In the 1920s, New York pickpocket Christoper DuBois (Jean-Claude Van Damme) flees both the police and the mob by stowing away on a boat. Before he leaves, he promises a group of orphans that he will return to them. Thay promise is easier made than kept because DuBois is captured by pirates, rescued by Lord Dobbs (Roger Moore), and then sold into slavery on an island off the coast of Siam.
Apparently, Siamese slavery means being taught in the ways of Muay Thai boxing because, when Dobbs eventually returns, DuBois is a champion fighter. Not holding a grudge about the whole slavery thing, DuBois requests that Dobbs and his partner, Harri (Jack McGee), accompany him to the Lost City of Tibet so that DuBois can represent the United States in a martial arts tournament.
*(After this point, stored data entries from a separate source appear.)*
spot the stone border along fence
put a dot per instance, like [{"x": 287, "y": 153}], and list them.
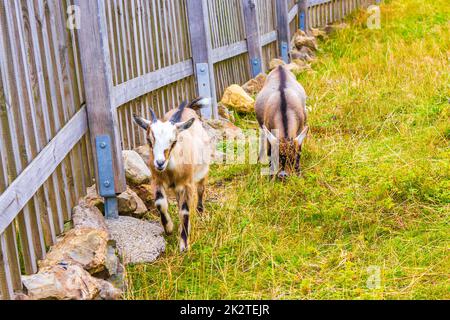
[{"x": 121, "y": 57}]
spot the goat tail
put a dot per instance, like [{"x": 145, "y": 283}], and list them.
[{"x": 199, "y": 103}]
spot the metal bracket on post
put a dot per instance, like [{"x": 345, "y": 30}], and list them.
[
  {"x": 285, "y": 52},
  {"x": 106, "y": 185},
  {"x": 204, "y": 86},
  {"x": 256, "y": 67},
  {"x": 302, "y": 21}
]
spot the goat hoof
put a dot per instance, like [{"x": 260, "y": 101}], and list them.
[
  {"x": 168, "y": 228},
  {"x": 183, "y": 247}
]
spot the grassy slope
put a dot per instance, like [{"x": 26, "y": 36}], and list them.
[{"x": 374, "y": 191}]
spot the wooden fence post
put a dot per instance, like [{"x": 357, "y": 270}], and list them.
[
  {"x": 253, "y": 37},
  {"x": 303, "y": 16},
  {"x": 283, "y": 29},
  {"x": 102, "y": 116},
  {"x": 200, "y": 36}
]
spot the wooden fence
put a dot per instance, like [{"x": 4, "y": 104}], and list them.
[{"x": 126, "y": 55}]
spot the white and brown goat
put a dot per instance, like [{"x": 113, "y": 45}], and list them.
[
  {"x": 281, "y": 112},
  {"x": 179, "y": 159}
]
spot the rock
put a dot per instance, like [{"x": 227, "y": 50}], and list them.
[
  {"x": 297, "y": 67},
  {"x": 114, "y": 271},
  {"x": 21, "y": 296},
  {"x": 144, "y": 152},
  {"x": 301, "y": 40},
  {"x": 136, "y": 171},
  {"x": 331, "y": 28},
  {"x": 236, "y": 98},
  {"x": 319, "y": 34},
  {"x": 275, "y": 63},
  {"x": 92, "y": 199},
  {"x": 130, "y": 204},
  {"x": 219, "y": 129},
  {"x": 68, "y": 282},
  {"x": 84, "y": 247},
  {"x": 138, "y": 241},
  {"x": 146, "y": 194},
  {"x": 90, "y": 217},
  {"x": 255, "y": 85},
  {"x": 305, "y": 54},
  {"x": 225, "y": 113}
]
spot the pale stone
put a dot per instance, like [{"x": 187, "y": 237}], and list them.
[
  {"x": 84, "y": 247},
  {"x": 136, "y": 171},
  {"x": 146, "y": 193},
  {"x": 86, "y": 216},
  {"x": 298, "y": 66},
  {"x": 329, "y": 29},
  {"x": 92, "y": 199},
  {"x": 235, "y": 97},
  {"x": 319, "y": 34},
  {"x": 255, "y": 85},
  {"x": 68, "y": 282},
  {"x": 129, "y": 203},
  {"x": 138, "y": 241},
  {"x": 301, "y": 40},
  {"x": 276, "y": 63}
]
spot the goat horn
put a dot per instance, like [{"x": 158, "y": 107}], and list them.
[
  {"x": 177, "y": 115},
  {"x": 154, "y": 117}
]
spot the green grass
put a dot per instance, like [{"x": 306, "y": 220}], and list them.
[{"x": 375, "y": 189}]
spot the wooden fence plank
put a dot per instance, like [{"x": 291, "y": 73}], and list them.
[
  {"x": 254, "y": 47},
  {"x": 137, "y": 87},
  {"x": 283, "y": 29},
  {"x": 200, "y": 36},
  {"x": 37, "y": 172},
  {"x": 97, "y": 77}
]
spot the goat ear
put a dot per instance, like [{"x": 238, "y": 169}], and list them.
[
  {"x": 302, "y": 136},
  {"x": 269, "y": 135},
  {"x": 141, "y": 122},
  {"x": 185, "y": 125}
]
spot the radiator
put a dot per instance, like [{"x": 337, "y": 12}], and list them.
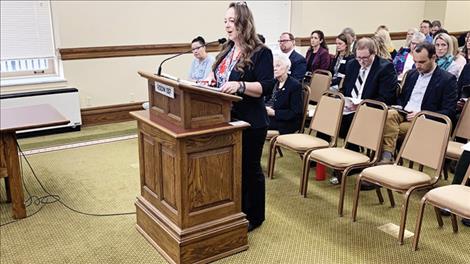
[{"x": 66, "y": 101}]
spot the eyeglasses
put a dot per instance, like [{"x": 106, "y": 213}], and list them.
[{"x": 363, "y": 58}]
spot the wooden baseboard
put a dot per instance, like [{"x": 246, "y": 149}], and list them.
[{"x": 108, "y": 114}]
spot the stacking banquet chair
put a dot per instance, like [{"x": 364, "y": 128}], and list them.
[
  {"x": 367, "y": 132},
  {"x": 321, "y": 81},
  {"x": 425, "y": 145},
  {"x": 462, "y": 130},
  {"x": 326, "y": 119},
  {"x": 454, "y": 198}
]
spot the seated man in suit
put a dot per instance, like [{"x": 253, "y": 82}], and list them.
[
  {"x": 298, "y": 63},
  {"x": 427, "y": 87},
  {"x": 368, "y": 77}
]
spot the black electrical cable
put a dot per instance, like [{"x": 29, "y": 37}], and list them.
[{"x": 50, "y": 198}]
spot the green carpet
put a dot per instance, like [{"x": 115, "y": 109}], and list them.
[{"x": 105, "y": 179}]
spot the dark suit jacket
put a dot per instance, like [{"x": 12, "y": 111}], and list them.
[
  {"x": 341, "y": 69},
  {"x": 321, "y": 61},
  {"x": 464, "y": 80},
  {"x": 381, "y": 83},
  {"x": 288, "y": 107},
  {"x": 440, "y": 95},
  {"x": 252, "y": 109},
  {"x": 298, "y": 66}
]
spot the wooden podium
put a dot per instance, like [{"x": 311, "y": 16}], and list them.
[{"x": 190, "y": 173}]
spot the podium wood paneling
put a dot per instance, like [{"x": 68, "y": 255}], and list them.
[{"x": 190, "y": 172}]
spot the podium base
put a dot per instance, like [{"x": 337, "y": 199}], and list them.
[{"x": 198, "y": 244}]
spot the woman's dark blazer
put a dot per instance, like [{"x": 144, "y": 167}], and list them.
[
  {"x": 321, "y": 61},
  {"x": 288, "y": 107},
  {"x": 252, "y": 109}
]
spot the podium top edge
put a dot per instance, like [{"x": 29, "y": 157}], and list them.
[{"x": 184, "y": 86}]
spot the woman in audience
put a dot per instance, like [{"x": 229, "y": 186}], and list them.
[
  {"x": 466, "y": 48},
  {"x": 400, "y": 58},
  {"x": 459, "y": 59},
  {"x": 245, "y": 67},
  {"x": 285, "y": 106},
  {"x": 338, "y": 64},
  {"x": 317, "y": 55},
  {"x": 445, "y": 54},
  {"x": 385, "y": 36},
  {"x": 382, "y": 50},
  {"x": 417, "y": 38},
  {"x": 202, "y": 63}
]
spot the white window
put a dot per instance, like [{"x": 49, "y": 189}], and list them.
[{"x": 27, "y": 41}]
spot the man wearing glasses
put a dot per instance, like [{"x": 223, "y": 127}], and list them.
[
  {"x": 298, "y": 63},
  {"x": 367, "y": 77}
]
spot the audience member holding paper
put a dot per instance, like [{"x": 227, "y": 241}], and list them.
[
  {"x": 367, "y": 77},
  {"x": 428, "y": 87},
  {"x": 202, "y": 63}
]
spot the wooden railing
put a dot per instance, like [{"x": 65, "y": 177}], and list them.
[{"x": 173, "y": 48}]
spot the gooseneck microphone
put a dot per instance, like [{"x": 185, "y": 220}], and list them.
[{"x": 220, "y": 41}]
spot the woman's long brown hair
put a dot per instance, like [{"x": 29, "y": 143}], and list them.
[{"x": 249, "y": 41}]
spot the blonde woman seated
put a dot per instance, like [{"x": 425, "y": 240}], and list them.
[
  {"x": 285, "y": 106},
  {"x": 445, "y": 54},
  {"x": 387, "y": 40}
]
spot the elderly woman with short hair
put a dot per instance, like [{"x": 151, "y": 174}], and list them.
[{"x": 285, "y": 106}]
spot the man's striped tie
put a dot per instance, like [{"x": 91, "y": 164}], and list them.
[{"x": 358, "y": 85}]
The winner receives a statue made entirely out of the gold, the legendary Golden Dragon. Wanting the dragon for themselves, Dobbs and Harri go with DuBois to Tibet. Also accompanying them is a reporter (Janet Gunn) and Max Devine (James Remar), the boxer was supposed to represent the United States but who dropped out when he realized that DuBois was the better fighter.
In the Lost City, DuBois survives several elimination rounds against the best fighters from across the world. While DuBois always shows mercy to his opponents, his main rival, Khan (Abdel Quissi), indiscriminately kills anyone who gets in the ring with him. Meanwhile, Dobbs and Harri make plans to steal the golden dragon for themselves.
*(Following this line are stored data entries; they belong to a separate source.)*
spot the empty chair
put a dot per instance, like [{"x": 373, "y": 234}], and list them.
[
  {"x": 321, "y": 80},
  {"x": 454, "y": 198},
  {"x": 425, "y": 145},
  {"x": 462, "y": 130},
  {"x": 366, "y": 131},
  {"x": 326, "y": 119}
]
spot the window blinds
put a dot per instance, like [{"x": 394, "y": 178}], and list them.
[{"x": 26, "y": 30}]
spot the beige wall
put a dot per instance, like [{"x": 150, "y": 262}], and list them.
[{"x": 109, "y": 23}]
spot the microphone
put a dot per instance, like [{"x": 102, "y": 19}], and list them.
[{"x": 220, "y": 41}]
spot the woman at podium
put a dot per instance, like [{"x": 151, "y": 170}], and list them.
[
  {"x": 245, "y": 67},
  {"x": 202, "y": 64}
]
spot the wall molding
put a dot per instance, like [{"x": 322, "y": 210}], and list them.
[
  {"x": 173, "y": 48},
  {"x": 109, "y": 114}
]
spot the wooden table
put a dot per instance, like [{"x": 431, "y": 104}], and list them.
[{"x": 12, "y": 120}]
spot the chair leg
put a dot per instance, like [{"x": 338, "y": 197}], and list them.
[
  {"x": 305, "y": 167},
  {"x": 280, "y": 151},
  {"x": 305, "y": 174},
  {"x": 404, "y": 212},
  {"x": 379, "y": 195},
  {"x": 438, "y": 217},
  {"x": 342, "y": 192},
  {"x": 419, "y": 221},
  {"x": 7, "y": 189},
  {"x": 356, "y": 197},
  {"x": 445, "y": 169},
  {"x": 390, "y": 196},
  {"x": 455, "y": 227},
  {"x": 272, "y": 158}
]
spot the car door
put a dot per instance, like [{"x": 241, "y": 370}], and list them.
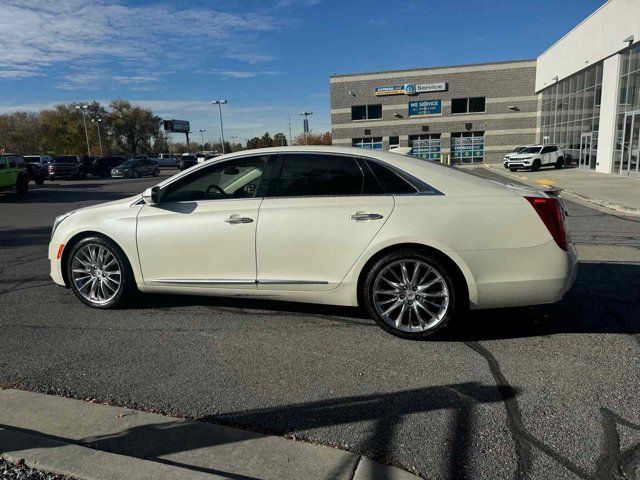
[
  {"x": 320, "y": 213},
  {"x": 202, "y": 232}
]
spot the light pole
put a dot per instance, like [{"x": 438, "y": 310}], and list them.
[
  {"x": 83, "y": 109},
  {"x": 305, "y": 126},
  {"x": 98, "y": 121},
  {"x": 220, "y": 103}
]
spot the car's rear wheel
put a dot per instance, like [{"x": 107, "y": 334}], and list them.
[
  {"x": 99, "y": 273},
  {"x": 536, "y": 165},
  {"x": 410, "y": 295}
]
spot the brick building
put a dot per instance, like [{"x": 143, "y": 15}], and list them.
[{"x": 474, "y": 113}]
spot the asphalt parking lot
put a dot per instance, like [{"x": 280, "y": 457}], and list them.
[{"x": 541, "y": 392}]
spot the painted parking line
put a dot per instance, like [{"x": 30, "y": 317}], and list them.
[{"x": 545, "y": 181}]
When it comes to the second-tier action heroes of 1990s, Jean-Claude Van Damme was never as good an actor as Dolph Lundgren but he was still more likable than Steven Seagal. Van Damme’s appeal was that, in real life, he could actually do all of the things that he did in the movies. For action audiences, there was never any doubt about who would win if Van Damme and Steven Seagal ever went at in real life. Movies like The Quest never impressed the critics but they did give Van Damme’s fans exactly what they wanted out of a Van Damme film.
The Quest was unique because it was Van Damme’s debut as a director. Unlike a lot of actors-turned-director, Van Damme mostly resists the temptation to get too self-indulgent. There is one scene where Van Damme wears old age makeup and another where he wanders through the slums of New York while dressed as a clown but Van Damme is smart enough to leave most of the heavy acting to capable professionals like Roger Moore and James Remar. While Moore and Remar ham it up and keep things entertaining, Van Damme concentrates on fighting and trying to return to the orphans. The fight scenes are sometimes too short but at least Van Damme makes a point of showcasing each competitor’s different style. There aren’t many films that include both sumo wrestling and capoeira.
The Quest is basically Bloodsport in the 1920s but, as they used to say in the 90s, it’s still damme entertaining.